Given that your system is already written and in place, the simplest approach to this problem (and the one that affects the existing database/code the least), is to add a membership history table that contains MemberID, status, type and date columns. Then add an UPDATE and an INSERT trigger to the main member table. When these triggers fire, you write the new values for the member (along with the date of the status change) into the member history table. You can then just query this table to get the histories for each member.
This is fairly simple to implement, and won't affect the existing system at all.
I'll write this for you for a free membership. :)
I cannot recommend you enough to read Joe Celko's "Sql for smarties - advanced sql programming". he has a whole chapter on temporal database design AND how to (effeciently and effectively) run Temporal Projection, Selection and Temporal Join queries. And I would not do him justice to even attempt to explain what he says in his chapter in this post.
I would create a reporting database that was organized into a star schema. The membership dimension would be arranged temporally, so that there would be different rows for the same member at different points in time. That way different rows in the fact table could pertain to different points in history.
Then I would create update procedures for updating the reporting database periodically, say one a week, from the main database. This is where the main work would come.

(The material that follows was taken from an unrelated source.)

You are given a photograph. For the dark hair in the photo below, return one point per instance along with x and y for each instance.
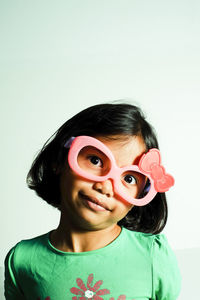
(102, 119)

Then, I would drive the reports off the reporting database. It's pretty easy to make a star schema do the same things a pivot table does. If necessary, I'd get some kind of OLAP tool to sit in front of the reporting database.
This is a lot of work, but it would pay off over time.
I would put the membership info in it's own table with start and end dates. Keeping the customer in separate table. This is a pain if you need the "current" membership info all the time but there are many ways to get around that either through queries or triggers.